Eseri beş cilt olarak tarihsel kaynaklarda kayıt altında! Vee; bu ünlü bilim insanı ‘Anavarza’da yaşamış!  Kentin tanınır olmasında katkıları büyük! Bugün bile çokça biliniyor!

‘Anavarza’da bulunan eserler arasında sağlık tanrısı ‘Asklepion’un altı kızından biri olan HYGIEIA’nın parçalı heykeli de envanterlerde!

Baş kısmı olmasa da, 1.70 m. ebadında olduğu düşünülüyor! İlginç…

Keza bulunanların arasında ‘Eros’ heykeli de var. Yaklaşık olarak I.S. 3. veya 4. Y.Y.’a tarihleniyor!

‘Anavarza’ tarihi için, ‘Roma İmparatorluğu’ sonrası ‘Bizans’ döneminde yaşamın sürdüğü, devamında ‘Arap’ ve ‘Ermeni’ hakimiyeti söz konusu…

Sonrasın da beylikler dönemi ve ‘Osmanlı İmparatorluğu’…

Kentin tarihsel geçmişi ile alakalı olarak I.O. 5.Y.Y.’ı işaret edenler var! Kimi farklı kaynaklarda ise yedi bin beş yüz yıllık bir geçmişten söz ediliyor?
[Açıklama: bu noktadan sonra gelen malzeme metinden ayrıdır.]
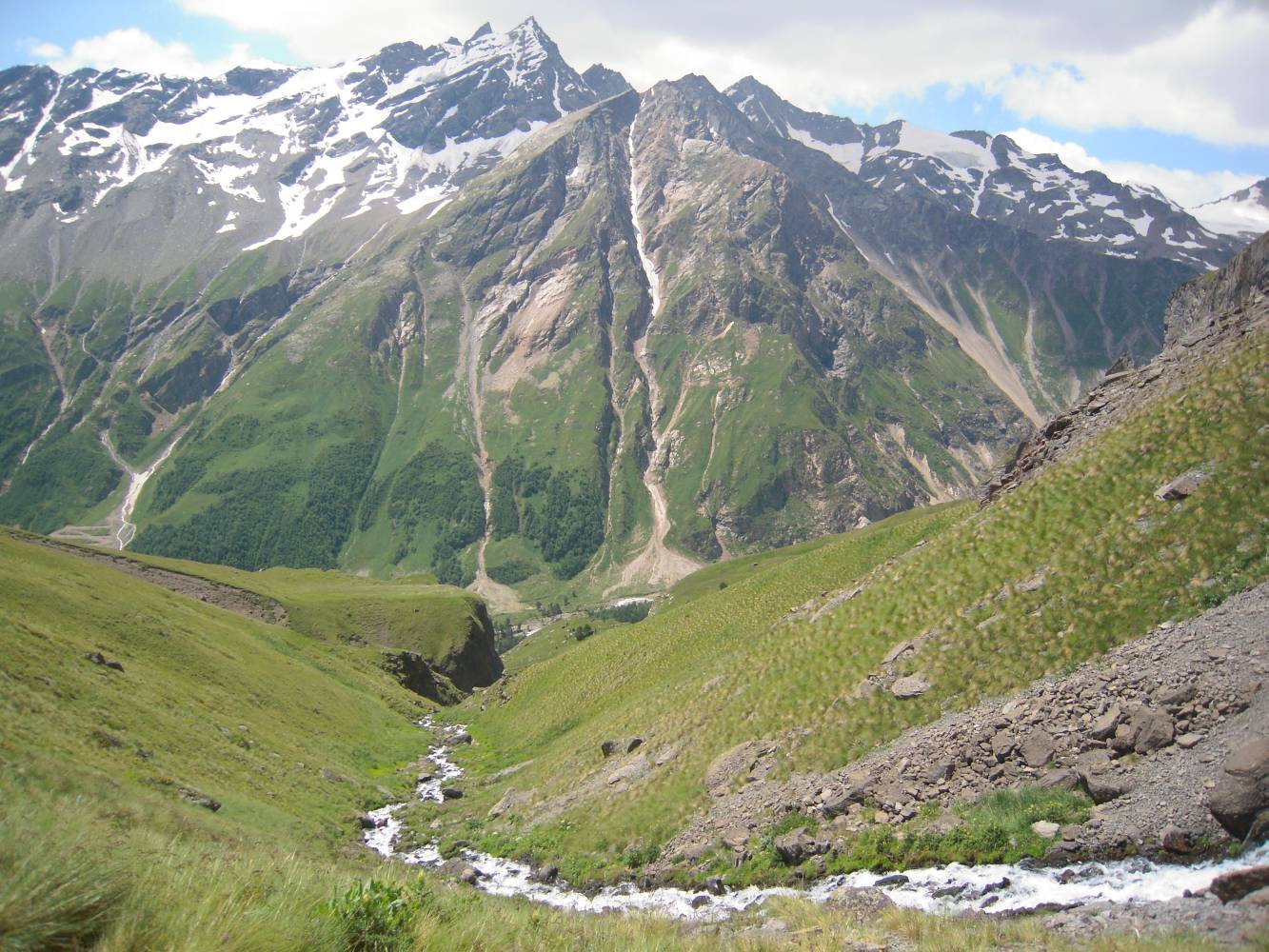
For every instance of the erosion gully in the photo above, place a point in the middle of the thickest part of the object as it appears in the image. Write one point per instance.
(948, 889)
‘Roma İmparatorluğu’ döneminde işgal sonrası yaklaşık olarak iki asır boyunca bu kentten gelen sağlıklı bir bilgi yok!

Bu dönemde ‘Kilikya’da başkent ‘Tarsus’;  orası her daim ön planda!

226’larda ‘Sasaniler’in egemenliğine not düşülmüş!

‘Roma’ya geçiş sonrasında 525’lerde kent büyük bir depremle yerle bir olmuş! ‘İmparator Justinianus’un önemli destekleri ile ‘Anavarza’ yeniden ayağa kaldırılmış!

İşte bundan dolayı da kent o dönemlerde ‘Justinianuspoli’ olarak da adlandırılmış!

800’lere doğru, ‘Abbasi Halifesi’ ‘Harun Al Rashid’, bu kenti adeta yeniden inşa ettirmiş!

Kent için en özel yapılardan biri de, günümüzde de izlenen, yirmi burçlu yaklaşık bir buçuk kilometre uzunluğundaki sur yapıları… Bu bölümü uzaktan fotoğraflamak ayrı güzel; peki yakınından… İşte o muhteşem!

I.O. 5 binlerde bu coğrafyada yaşam söz konusu! Peki kanıtı ne? Bulunan taş baltalar!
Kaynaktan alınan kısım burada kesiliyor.